Three British small-cap stocks with big potential

Professional investor Jonathan Brown of the Invesco Perpetual UK Smaller Companies Investment Trust picks three UK small-cap stocks that should provide meaningful returns.

Despite the economy suffering its biggest setback in 300 years, we think the building blocks are in place for a strong recovery in the second half of 2021. We believe there is considerable pent-up demand for both leisure and retail spending, and thanks to the high savings rate during lockdown consumption could be a driver of strong GDP growth from the summer onwards.

In addition, the Brexit trade agreement gives businesses certainty around trading arrangements with the EU, allowing companies to invest with confidence. Assuming the pandemic doesn’t take an unexpected turn for the worse, the pace of economic recovery could be higher than many people expect.

While the events of the last year have taken a heavy toll on individuals, companies  and the economy, we face the future with optimism. We believe our approach of investing in good-quality businesses at sensible valuations remains the correct strategy for achieving long-term returns. 

For stockpickers such as us, the small-cap end of the market is an exciting place to be. By way of illustration, we believe that the three stocks below are particularly well placed to be able to contribute meaningfully to overall returns for the Invesco UK Smaller Companies Equity Fund. 

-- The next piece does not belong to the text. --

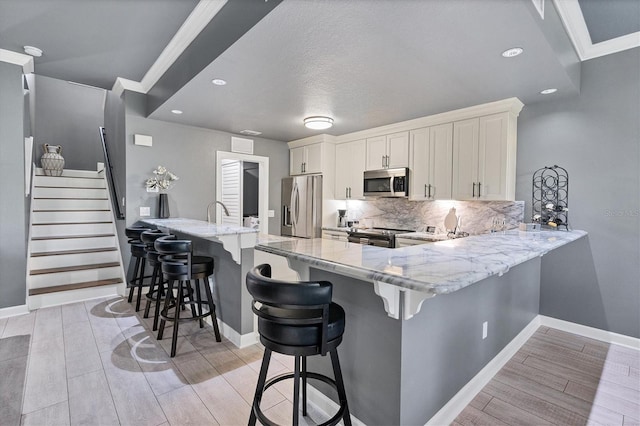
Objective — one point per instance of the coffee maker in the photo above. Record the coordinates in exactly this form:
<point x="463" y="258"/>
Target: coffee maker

Essentra: profits in plugs and packaging

Having lost its way under previous management, Essentra (LSE: ESNT), a manufacturer and supplier of caps, plugs, plastic, fibre, foam and packaging products, has been undergoing a transformation. The upshot is that the company is now concentrating on its higher-margin areas of component manufacture and distribution, healthcare packaging and filter products. All these areas offer significant growth potential, both organically and through acquisitions. The company’s transformation has gone largely unnoticed by the stockmarket, leaving the shares trading on a lower valuation than many other similar businesses. 

RWS Holdings: a top translation business

RWS Holdings (Aim: RWS) recently merged with SDL to create the world’s largest translation business. RWS has a strong reputation for quality and leads the market in the highly specialised areas of patent and healthcare translation. The merger with SDL offers the potential for both significant cost savings and an acceleration in growth as the group harnesses SDL’s market-leading translation technology to expand into new fields.

Hollywood Bowl: a star performer

Hollywood Bowl Group (LSE: BOWL), one of the UK’s leading tenpin bowling businesses, has come under pressure in the pandemic, like all leisure companies. While its premises are closed for now, we believe that there is a lot of potential for it to recover strongly once lockdown is over. 

The sector has suffered from a lack of investment for years and we have been impressed by how Hollywood Bowl has taken the opportunity to upgrade its offering to include better-quality food and a more premium experience overall – at a price that remains relatively affordable. 

The business has significant growth potential, both from opening additional bowling outlets and from its new indoor-golf format Puttstars. The shares are still trading well below their pre-pandemic level.